There are two completely non-technical reasons for moving HTTPS: trust and privacy. HTTPS’ underlying technology SSL ensures that website visitors can trust sites and browse without being intercepted by third parties. These are two characteristics that improve the visitor experience and are commensurate with the trusted status to which higher education institutions aspire.
Implementing HTTPS across an entire institution and its constituent websites can be complex, but it isn’t expensive.

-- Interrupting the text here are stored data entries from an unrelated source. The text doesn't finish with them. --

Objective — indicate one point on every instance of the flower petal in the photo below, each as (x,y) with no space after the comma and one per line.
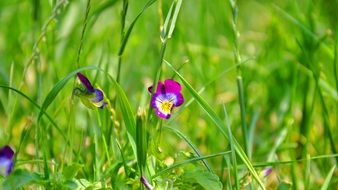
(6,152)
(179,100)
(160,88)
(84,80)
(163,104)
(172,86)
(98,96)
(6,160)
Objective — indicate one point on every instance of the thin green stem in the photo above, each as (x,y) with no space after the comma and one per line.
(237,57)
(82,34)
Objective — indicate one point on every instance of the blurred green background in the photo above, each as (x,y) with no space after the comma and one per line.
(289,68)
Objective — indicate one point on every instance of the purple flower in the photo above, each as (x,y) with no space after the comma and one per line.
(90,96)
(6,160)
(267,171)
(146,183)
(167,96)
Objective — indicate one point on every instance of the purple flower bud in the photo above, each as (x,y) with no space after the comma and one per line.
(6,160)
(167,96)
(146,183)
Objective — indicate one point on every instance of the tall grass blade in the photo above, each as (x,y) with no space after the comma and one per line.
(328,178)
(233,159)
(219,124)
(188,141)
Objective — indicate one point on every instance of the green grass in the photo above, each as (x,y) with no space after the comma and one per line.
(259,80)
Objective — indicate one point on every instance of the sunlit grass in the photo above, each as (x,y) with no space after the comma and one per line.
(259,80)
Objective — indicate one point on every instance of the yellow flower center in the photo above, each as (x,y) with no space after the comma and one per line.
(166,106)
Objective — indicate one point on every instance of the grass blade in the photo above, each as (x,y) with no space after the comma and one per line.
(328,178)
(219,124)
(188,141)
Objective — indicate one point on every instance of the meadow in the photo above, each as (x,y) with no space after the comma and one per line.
(168,94)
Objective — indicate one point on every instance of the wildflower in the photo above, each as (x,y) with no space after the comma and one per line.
(167,96)
(266,171)
(6,160)
(90,96)
(146,183)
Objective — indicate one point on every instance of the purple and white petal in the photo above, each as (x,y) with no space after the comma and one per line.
(98,96)
(84,80)
(172,86)
(6,160)
(160,88)
(179,100)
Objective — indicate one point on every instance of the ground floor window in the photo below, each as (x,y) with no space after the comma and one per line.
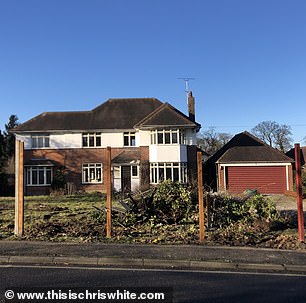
(168,171)
(92,173)
(39,175)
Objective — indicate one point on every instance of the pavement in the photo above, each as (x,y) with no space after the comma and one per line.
(191,257)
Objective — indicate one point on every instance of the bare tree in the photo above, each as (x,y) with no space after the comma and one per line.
(274,134)
(210,140)
(264,131)
(282,139)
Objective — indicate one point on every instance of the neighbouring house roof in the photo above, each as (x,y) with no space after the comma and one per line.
(246,148)
(251,154)
(39,162)
(112,114)
(291,154)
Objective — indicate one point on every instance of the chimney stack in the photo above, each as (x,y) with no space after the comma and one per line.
(191,110)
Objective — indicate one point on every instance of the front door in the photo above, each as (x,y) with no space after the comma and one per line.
(125,179)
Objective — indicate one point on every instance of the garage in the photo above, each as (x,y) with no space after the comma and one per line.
(266,179)
(246,162)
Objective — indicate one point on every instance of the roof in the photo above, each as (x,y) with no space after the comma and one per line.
(247,154)
(39,162)
(112,114)
(166,115)
(291,154)
(246,148)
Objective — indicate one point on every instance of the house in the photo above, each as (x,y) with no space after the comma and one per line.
(150,141)
(246,162)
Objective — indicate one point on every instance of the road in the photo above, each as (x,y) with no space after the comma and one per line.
(188,286)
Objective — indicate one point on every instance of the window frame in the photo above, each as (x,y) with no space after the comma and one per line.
(95,136)
(159,171)
(87,167)
(173,136)
(35,141)
(37,169)
(131,139)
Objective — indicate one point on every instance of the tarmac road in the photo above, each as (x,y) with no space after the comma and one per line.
(186,285)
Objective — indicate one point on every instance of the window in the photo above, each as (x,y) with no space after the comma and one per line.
(39,175)
(91,140)
(134,171)
(129,139)
(168,136)
(40,141)
(92,173)
(168,171)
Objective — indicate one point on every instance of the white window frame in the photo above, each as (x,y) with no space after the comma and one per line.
(166,137)
(40,141)
(131,138)
(91,136)
(160,170)
(31,170)
(92,173)
(134,176)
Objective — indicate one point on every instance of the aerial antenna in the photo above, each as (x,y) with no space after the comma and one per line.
(187,91)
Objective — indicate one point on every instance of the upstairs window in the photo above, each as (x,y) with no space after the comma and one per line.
(168,136)
(91,140)
(176,172)
(39,176)
(92,173)
(40,141)
(129,139)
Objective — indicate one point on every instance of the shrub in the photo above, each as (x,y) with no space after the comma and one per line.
(230,209)
(172,202)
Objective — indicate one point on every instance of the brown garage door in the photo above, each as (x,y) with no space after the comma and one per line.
(266,179)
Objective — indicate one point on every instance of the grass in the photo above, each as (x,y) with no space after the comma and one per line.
(51,217)
(81,218)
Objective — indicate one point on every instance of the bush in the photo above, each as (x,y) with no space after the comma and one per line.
(230,210)
(172,202)
(245,220)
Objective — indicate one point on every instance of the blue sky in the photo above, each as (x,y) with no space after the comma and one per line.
(248,57)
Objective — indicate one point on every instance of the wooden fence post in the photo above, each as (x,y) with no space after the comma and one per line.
(200,195)
(19,189)
(108,193)
(299,191)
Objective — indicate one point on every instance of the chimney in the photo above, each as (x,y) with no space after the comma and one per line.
(191,110)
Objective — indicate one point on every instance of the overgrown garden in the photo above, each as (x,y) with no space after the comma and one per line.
(166,214)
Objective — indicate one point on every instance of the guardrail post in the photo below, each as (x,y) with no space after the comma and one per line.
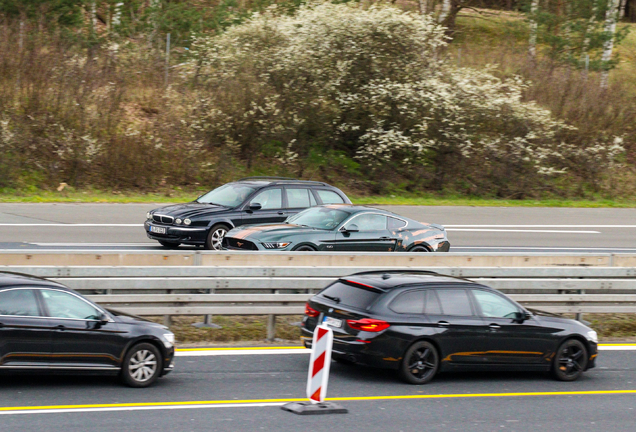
(271,327)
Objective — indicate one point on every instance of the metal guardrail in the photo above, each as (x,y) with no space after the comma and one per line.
(283,290)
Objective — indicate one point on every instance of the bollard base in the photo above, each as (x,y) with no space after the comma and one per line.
(308,408)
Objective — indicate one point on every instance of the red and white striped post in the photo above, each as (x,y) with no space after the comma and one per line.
(318,377)
(319,364)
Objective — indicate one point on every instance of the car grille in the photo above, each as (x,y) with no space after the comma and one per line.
(163,219)
(233,243)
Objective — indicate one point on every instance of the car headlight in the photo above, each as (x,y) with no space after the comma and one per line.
(168,340)
(276,245)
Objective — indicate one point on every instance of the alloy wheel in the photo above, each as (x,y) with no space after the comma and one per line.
(142,366)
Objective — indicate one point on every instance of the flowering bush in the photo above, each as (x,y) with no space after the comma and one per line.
(371,83)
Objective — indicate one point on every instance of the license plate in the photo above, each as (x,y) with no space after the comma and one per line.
(333,322)
(158,230)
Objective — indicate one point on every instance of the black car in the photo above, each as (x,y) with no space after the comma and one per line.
(252,200)
(341,227)
(47,327)
(420,323)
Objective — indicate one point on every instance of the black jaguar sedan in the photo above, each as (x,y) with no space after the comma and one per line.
(341,227)
(47,327)
(420,323)
(252,200)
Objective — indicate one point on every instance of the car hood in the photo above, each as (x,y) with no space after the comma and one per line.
(189,210)
(271,232)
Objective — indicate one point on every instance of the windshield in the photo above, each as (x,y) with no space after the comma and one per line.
(229,195)
(319,217)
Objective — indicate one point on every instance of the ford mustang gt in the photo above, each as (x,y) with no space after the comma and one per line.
(341,228)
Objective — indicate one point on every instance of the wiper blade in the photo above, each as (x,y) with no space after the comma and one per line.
(336,299)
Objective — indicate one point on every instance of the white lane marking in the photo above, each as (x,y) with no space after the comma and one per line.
(541,248)
(213,352)
(540,226)
(71,225)
(205,353)
(158,407)
(529,231)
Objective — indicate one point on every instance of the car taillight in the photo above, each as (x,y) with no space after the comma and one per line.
(368,324)
(309,311)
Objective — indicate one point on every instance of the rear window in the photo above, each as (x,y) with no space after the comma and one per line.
(350,295)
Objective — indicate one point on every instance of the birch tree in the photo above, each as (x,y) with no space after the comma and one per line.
(611,17)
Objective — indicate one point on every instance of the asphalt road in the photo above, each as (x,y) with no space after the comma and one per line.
(470,229)
(227,393)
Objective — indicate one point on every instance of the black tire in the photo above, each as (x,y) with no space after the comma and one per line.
(169,245)
(133,373)
(420,363)
(215,237)
(570,360)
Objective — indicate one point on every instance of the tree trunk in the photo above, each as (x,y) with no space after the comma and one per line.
(532,42)
(611,17)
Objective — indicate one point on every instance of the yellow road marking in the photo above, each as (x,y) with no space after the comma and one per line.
(350,398)
(236,348)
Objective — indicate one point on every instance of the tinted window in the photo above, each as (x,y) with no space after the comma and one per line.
(410,302)
(493,305)
(229,195)
(369,222)
(432,304)
(329,197)
(396,223)
(298,198)
(454,302)
(269,199)
(20,302)
(64,305)
(348,295)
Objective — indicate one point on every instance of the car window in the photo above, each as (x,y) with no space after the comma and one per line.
(298,198)
(454,302)
(410,302)
(493,305)
(395,223)
(349,295)
(319,217)
(269,199)
(432,304)
(369,222)
(18,302)
(65,305)
(329,197)
(229,195)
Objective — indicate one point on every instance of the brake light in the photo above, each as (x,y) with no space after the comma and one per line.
(309,311)
(368,324)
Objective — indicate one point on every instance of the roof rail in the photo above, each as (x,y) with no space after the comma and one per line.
(394,271)
(283,179)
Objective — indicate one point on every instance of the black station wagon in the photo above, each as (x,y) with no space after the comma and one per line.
(420,323)
(252,200)
(47,327)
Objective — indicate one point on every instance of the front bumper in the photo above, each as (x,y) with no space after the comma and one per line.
(184,235)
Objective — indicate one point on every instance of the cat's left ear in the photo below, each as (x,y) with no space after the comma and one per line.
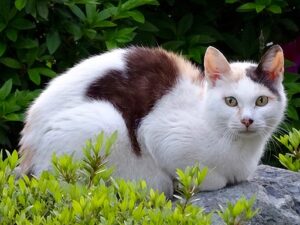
(272,63)
(215,65)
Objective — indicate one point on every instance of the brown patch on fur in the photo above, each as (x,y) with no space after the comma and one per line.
(262,77)
(149,74)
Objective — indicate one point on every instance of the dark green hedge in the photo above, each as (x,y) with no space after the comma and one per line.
(40,38)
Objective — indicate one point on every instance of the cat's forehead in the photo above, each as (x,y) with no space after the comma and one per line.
(239,69)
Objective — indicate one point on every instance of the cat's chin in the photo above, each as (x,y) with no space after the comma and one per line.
(247,133)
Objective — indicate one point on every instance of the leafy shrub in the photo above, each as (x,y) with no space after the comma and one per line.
(82,192)
(291,141)
(39,39)
(238,213)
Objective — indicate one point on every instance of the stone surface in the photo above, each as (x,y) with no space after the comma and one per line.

Free SSL certificates from Let’s Encrypt mean that ongoing maintenance costs are no longer an implementation barrier.
We’ve discussed the importance of moving to secure website connections in a couple of previous posts: What's Stopping You Moving to HTTPS? and Enhancing Trust in Higher Education Websites.
How’s Everyone Doing?
For the first part of our risk assessment, we took a snapshot of the current state of HTTPS implementation across higher education institutions in Australia, Canada, Ireland, New Zealand, United Kingdom and the United States.
This exercise shows that 2/3rds of higher education institutions still need to roll out secure connections on their main websites. (BTW – please get in touch if you’d like to work with us on capturing this data for other jurisdictions).
Here is the overall HTTPS implementation rate across the main websites for 4,310 higher education institutions in six countries:
Graph 1: Sample of 4,310 higher education main websites showing the proportion of sites using HTTPS. Data collected 16-18 August 2017.
And, here is the HTTPS implementation rate for the main websites of higher education institutions in each of the six countries in our survey:
Graph 2: Sample of 4,310 higher education main websites showing the proportion of sites using HTTPS for the six countries in the survey. The UK shows the highested adoption rate at 42%. Data collected 16-18 August 2017.
Visitors to higher education websites cannot connect securely unless HTTPS is in place.
For the second part of our risk assessment, we tested the ‘health’ of those sites that have implemented HTTPS.
We ran each site through SSL Labs’ battery of HTTPS tests. To avoid getting too techie – as HTTPS’ rationale is trust and privacy, not cryptography – we simply report SSL Labs’ letter grade for each implementation: from A+ to F.
For the 1,443 websites that have implemented HTTPS we saw the following overall grading of the HTTPS implementations:
Graph 3: Sample of 1,443 higher education main websites using HTTPS subjected to SSL Labs' SSL test to measure the 'quality' of the HTTP implementation. Data analysis 19-21 August 2017.
And, here is the grading for HTTPS implementations for the main websites of higher education institutions in each of the six countries in our survey:
Graph 4: Results of 1,443 higher education main websites using HTTPS subjected to SSL Labs' SSL test to measure the 'quality' of the HTTP implementation by country of origin. Data analysis 19-21 August 2017.
Generally, the required HTTPS implementation quality level can vary with the function of a website. However, as trusted institutions, universities and colleges should aim to be A or above. Our survey shows that 1/3rd of institutions fall below A grade and ten percent fail outright.
We encourage you to run your own test using SSL Lab' free service (and check the: 'Do not show the results on the boards' option).
To provide some general benchmarks for the higher education community we tested the home pages of 4,310 higher education websites in six countries to determine if these sites had implemented secure connections so that visitors can trust they are visiting the 'legitimate' site and be assured that no third party can view their browsing.
The results are important for two main groups that ‘touch’ higher education websites. Marketing and communications departments should recognise that HTTPS says:
- You are paying attention to Google’s security and search engine optimisation recommendations
- You care about the trust and privacy issues that concern website visitors
- You are mitigating potential website exposures as delaying HTTPS implementation presents a reputational risk
At larger higher education institutions, without central website control or multiple content management systems or fragmented hosting arrangements, information technology departments need to:
- know all the sites for which they have technical ownership, and
- ensure that each HTTPS implementation has an A grade or better
After all, visitors to higher education institution websites do not distinguish between the different sub-sites they visit and they deserve consistent security while browsing.